Do you have to operate criminally to be a property developer in New York?

I have been told that it is basically impossible to accomplish anything in New York, in terms of buying land, developing land, managing your property, etc. unless you get in bed with the mafia and corrupt politicians.

Is this accurate?

I’m sorry I don’t know that about New York.

However I think it’s important to know about the person who told you this.
Do they have any knowledge or expertise in the subject?

Real estate, yes, life in New York, no, running a criminal enterprise, no.

Mafia is way down from what they used to be in NYC and elsewhere. Many of them went to prison during the crackdown in the 80s and after that. Don’t think they have nearly as much power in construction as they had.

This article describes how Russian money bailed Trump out when he was a financial pariah. Joel Ross, described in the quote below as ‘a long-established investment banker in Manhattan’, said that ‘Trump is not much different than most of the NY real estate developers,’ but stops short of saying that criminal activity is necessary.

Yep. And all the gambling in Las Vegas is linked to organized crime too! SIGH

There’s a reason regulatory agencies are created.

In case I wasn’t clear in my post above. If the OP is correct, someone opposing Trump or any other other politician with ties to New York real estate or development would be quickly exposed.


I don’t see any way for this to avoid becoming a debate. Off to GD.

Well, the mafia has been neutered and now the government takes over those tasks.

If you need a building permit to make improvements on your home, you have to grease some government palms. Otherwise you’ll never get a permit or the paperwork will either stall or disappear, but they will make you jump through numerous hoops so that they can torture you along the way. Each completed demand still leaves you without a building permit.

However, a little monetary “encouragement” goes a long way. In some cases, you just go ahead with your plans without the city’s blessing and apologize later.
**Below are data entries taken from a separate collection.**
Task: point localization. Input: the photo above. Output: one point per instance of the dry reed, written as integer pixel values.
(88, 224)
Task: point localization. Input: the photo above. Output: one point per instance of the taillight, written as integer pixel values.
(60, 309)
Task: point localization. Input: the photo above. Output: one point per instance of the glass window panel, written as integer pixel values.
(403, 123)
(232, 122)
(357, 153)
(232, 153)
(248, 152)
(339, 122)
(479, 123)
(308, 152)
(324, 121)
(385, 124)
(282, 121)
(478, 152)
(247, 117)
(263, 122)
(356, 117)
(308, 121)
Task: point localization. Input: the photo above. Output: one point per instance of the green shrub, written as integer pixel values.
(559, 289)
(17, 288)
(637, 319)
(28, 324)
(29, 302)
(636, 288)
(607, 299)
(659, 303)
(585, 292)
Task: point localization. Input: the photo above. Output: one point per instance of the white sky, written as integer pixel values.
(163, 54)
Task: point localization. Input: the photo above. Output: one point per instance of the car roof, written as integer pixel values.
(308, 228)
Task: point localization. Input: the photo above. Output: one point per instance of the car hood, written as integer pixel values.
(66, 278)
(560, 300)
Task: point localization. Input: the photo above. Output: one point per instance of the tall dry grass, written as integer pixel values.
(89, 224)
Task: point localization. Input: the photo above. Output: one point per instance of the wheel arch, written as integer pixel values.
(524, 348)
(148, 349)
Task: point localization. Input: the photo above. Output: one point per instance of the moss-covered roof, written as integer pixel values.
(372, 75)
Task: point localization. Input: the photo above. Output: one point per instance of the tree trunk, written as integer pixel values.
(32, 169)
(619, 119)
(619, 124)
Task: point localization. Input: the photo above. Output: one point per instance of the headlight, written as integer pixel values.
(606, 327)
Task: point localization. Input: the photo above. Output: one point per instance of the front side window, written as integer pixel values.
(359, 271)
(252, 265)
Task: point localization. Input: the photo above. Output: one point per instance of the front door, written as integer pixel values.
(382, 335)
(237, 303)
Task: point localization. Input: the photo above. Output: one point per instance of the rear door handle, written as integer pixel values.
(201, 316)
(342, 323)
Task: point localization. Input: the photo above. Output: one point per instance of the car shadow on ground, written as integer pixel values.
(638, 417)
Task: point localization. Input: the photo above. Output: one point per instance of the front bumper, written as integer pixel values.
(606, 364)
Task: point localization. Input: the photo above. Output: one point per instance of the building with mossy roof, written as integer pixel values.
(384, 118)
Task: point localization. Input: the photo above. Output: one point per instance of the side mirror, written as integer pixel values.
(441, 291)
Just make sure you have an appropriate number of $100 bills in an envelope to go along with your mea culpas when the building officials arrive.

I’m relating my sister-in-law’s protracted efforts to build a room on the roof of her Brooklyn home about 10 years ago. She first went about it the way you would expect - above board and legal. Very naive on her part. She got delays and run-arounds. A year or so later she finally wised up. People expect incentives; meet their expectations and things start to happen and they turn a blind eye to your sins.

With bigger buildings and high profile real estate dealings, the stakes are high. No need to settle for smaller bribes there, I imagine.